The man was gasping for air.
“You’re not going to make it to a hospital,” Kurt said bluntly. “You’ve been shot in the liver. You’ve lost a ton of blood. The next voice you hear is going to be your maker’s. You want to meet him as a traitor?”
Ridley stared at Kurt. He was so used to lies and deception he doubted everyone and everything. “Go to hell.”
“I might one day,” Kurt said. “But you’re going to get there first. Last chance for redemption. Where’s the plane?”
Ridley said nothing.
Kurt began to walk away. “We’ll find it ourselves.
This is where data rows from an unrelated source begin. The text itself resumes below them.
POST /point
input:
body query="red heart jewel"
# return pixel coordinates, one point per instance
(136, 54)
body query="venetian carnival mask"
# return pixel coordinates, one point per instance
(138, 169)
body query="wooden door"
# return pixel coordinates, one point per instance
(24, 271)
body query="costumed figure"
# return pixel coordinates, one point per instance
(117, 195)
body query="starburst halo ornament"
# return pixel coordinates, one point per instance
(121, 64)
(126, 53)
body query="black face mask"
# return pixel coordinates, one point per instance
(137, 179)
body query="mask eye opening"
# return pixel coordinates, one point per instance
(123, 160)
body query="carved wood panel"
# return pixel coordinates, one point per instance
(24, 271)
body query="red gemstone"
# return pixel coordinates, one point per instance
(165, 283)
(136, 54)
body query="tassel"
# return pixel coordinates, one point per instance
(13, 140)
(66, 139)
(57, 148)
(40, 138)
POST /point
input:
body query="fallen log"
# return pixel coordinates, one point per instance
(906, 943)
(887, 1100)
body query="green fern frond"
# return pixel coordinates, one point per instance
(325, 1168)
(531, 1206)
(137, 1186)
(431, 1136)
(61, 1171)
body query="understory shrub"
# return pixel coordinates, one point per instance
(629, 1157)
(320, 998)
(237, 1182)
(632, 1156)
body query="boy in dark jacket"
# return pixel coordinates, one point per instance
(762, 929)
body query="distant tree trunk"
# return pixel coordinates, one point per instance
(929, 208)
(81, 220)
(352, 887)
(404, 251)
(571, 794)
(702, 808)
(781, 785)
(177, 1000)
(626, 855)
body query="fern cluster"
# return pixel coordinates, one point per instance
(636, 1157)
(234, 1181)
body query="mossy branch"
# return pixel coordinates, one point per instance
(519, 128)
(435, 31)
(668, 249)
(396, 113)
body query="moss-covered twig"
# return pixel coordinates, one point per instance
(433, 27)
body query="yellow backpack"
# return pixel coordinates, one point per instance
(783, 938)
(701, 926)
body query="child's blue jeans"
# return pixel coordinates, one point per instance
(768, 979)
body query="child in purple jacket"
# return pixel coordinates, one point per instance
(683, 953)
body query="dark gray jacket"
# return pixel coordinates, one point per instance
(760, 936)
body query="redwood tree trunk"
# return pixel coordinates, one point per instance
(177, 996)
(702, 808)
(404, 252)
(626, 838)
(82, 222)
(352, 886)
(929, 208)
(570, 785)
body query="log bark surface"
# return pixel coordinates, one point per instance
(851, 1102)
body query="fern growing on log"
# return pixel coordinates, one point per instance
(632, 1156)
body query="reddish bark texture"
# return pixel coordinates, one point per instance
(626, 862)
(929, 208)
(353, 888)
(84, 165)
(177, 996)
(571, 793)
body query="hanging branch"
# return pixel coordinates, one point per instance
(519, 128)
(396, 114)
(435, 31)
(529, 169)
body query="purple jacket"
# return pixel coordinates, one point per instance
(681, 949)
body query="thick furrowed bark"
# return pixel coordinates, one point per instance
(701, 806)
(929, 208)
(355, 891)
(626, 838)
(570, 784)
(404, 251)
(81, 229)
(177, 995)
Enjoy the afterlife.”
“Wait,” Ridley croaked.
Kurt stopped and turned.
“It’s on the lake,” Ridley said.
“Which lake?” Kurt said. “There’s a hundred lakes around here.”
“The fish-head lake,” Ridley managed. “Up at the top…”
“Top of what?”
Ridley coughed and brought up a load of blood. He was fading fast. “It’s in…the middle.”
Kurt figured that was enough. If Ridley wasn’t lying, they’d be able to find it. And if he was lying…well, then they were just back where they started.
“Who shot you?” Kurt asked. He assumed the Chinese had tried to grab him instead of paying for the information.
“It was Aaaaa…” Ridley whispered.
The faint utterance of a long a faded on the wind. It was the last sound Ridley made. Whatever might have followed that syllable died along with him.
Kurt looked at Ridley and wondered briefly where his spirit might have gone.
Up or down, or to some spiritual waiting room, where his fate would be adjudicated by powers unknown.
Or maybe he’d merely vanished into the fabric of the universe.
Ashes to ashes, dust to dust. Whatever the answer was, the man was gone, while the problems he’d set in motion lingered on.
Kurt intended to deal with those problems once and for all.
After rifling through Ridley’s coat and pockets, looking for anything that might be useful, he walked back to the Chinese man he’d pulled out of the snow.
The man hadn’t moved. He was in shock, his foot a mangled mess, his leg swelling until the strings of his boot looked like they might snap from the strain.
“Give me your radio,” Kurt demanded.
The man complied without protest.
Kurt checked the volume and pressed the talk button three times to get everyone’s attention.
Pressing and holding it, he spoke. “You’re down two cars.
One of them is on fire in a ditch and the other one’s buried under the snow, halfway up the switchback road.
Some of your men are buried with it. I figure they have about fifteen minutes of air left.
I suggest you come get them before it runs out. ”
A burst of static was followed by Gushan’s baffled voice. “Austin?”
“I’m giving your lieutenant a shovel in case he wants to start digging. But by the look on his face, he’s not going to get much done by himself.”
“Austin?” Gushan said again. “What’s happening? Austin?”
Kurt dropped a shovel beside the stunned Chinese operative and then made his way back to the Big Orange Rig, tossing the radio and the submachine gun off the cliff as he went. He climbed into the passenger seat as Joe got them moving.
They wheeled around slowly on the narrow mountain road, giving Kurt a view of the fjord that stretched away to the south. If Ridley’s dying words were to be believed, the EAGL was out there somewhere parked on a frozen lake.